Mr Malambo in his written submission as an intended intervenor in the K14 billion DBZ loan which High Court Judge Nigel Mutuna ruled in his favour that Mr Nchito, Mr M’membe and Nchima Nchito obtained by fraudulent misrepresentation argued that if a person was defamed in his profession, the defamation was actionable.
He has said that since President Sata defamed him, he wanted to join in the case so that he could clear his name.
This is in a matter where Mr Malambo is seeking to be joined to a case in which Mr Sata has sued Daily Nation proprietor Richard Sakala and University of Zambia academician Choolwe Beyani for defamation for causing the publication of a story allegedly that he was shielding his friends Director of Public Prosecutions (DPP) Mutembo Nchito, his business partner Fred M’membe who is owner of the Post Newspaper and Nchima Nchito from repaying the K14 billion loan.
Mr Malambo also submitted that according to the Halsbury’s Laws of England, not all statements uttered in court enjoyed absolute privilege and that malicious defamation of a person during court proceedings was not protected.
He submitted that the remedy in a situation where a malicious statement was made against an individual in court was for the affected to join the proceedings.
Mr Malambo said he was fortified in seeking to join the proceedings by the provisions of Section 3 of the Defamation Act Chapter 68 Volume 6 of the Laws of Zambia which provide that in an action for slander in respect of the words calculated to disparage the plaintiff in office, profession, calling, trade or business held or carried on by him at the time of publication, it shall not be necessary to allege or to prove special damage.
“We submit that not all statements uttered in court enjoy absolute privilege. Malicious defamation of a person during court proceedings is not protected.
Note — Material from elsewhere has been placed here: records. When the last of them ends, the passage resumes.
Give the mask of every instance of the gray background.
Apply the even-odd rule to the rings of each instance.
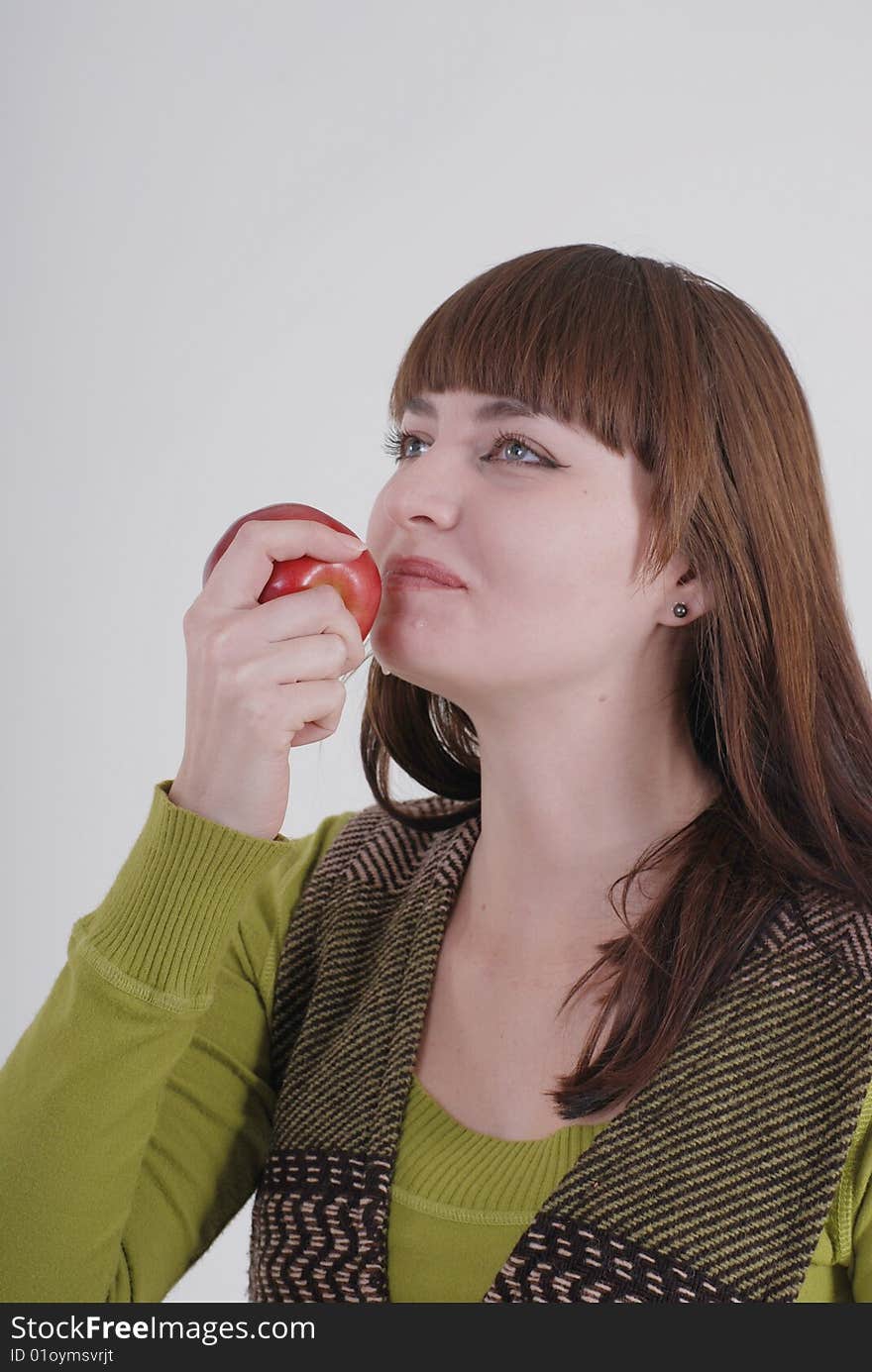
[[[869,663],[861,0],[7,0],[0,21],[0,1061],[176,774],[206,554],[276,501],[365,532],[400,355],[496,262],[604,243],[764,314]],[[371,804],[365,671],[338,733],[291,755],[288,837]],[[168,1301],[244,1301],[250,1211]]]

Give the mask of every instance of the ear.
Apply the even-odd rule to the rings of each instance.
[[[666,578],[665,582],[667,587],[665,619],[667,624],[677,624],[678,619],[673,615],[673,605],[682,601],[682,604],[687,605],[688,612],[681,623],[687,624],[713,609],[714,598],[711,587],[702,578],[696,576],[693,568],[688,564],[687,557],[678,558],[676,565],[680,575],[672,576],[672,579]]]

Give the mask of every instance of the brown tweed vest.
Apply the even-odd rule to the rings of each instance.
[[[456,809],[439,797],[422,812]],[[442,934],[481,818],[354,815],[291,915],[249,1299],[390,1301],[387,1213]],[[795,1301],[872,1078],[872,915],[780,900],[655,1077],[577,1159],[483,1297]]]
If a person is defamed in his profession, that defamation is actionable per se. The plaintiff has brought himself into the jurisdiction of the honourable court and can therefore not be heard to invoke immunity. The plaintiff in his capacity as sitting President can use the shield of immunity but cannot wield the spear. We therefore submit that the intended intervenor possesses the requisite locus standi and interest to be joined to the proceedings and therefore pray that the application has merit and should be allowed,” Mr Malambo submitted.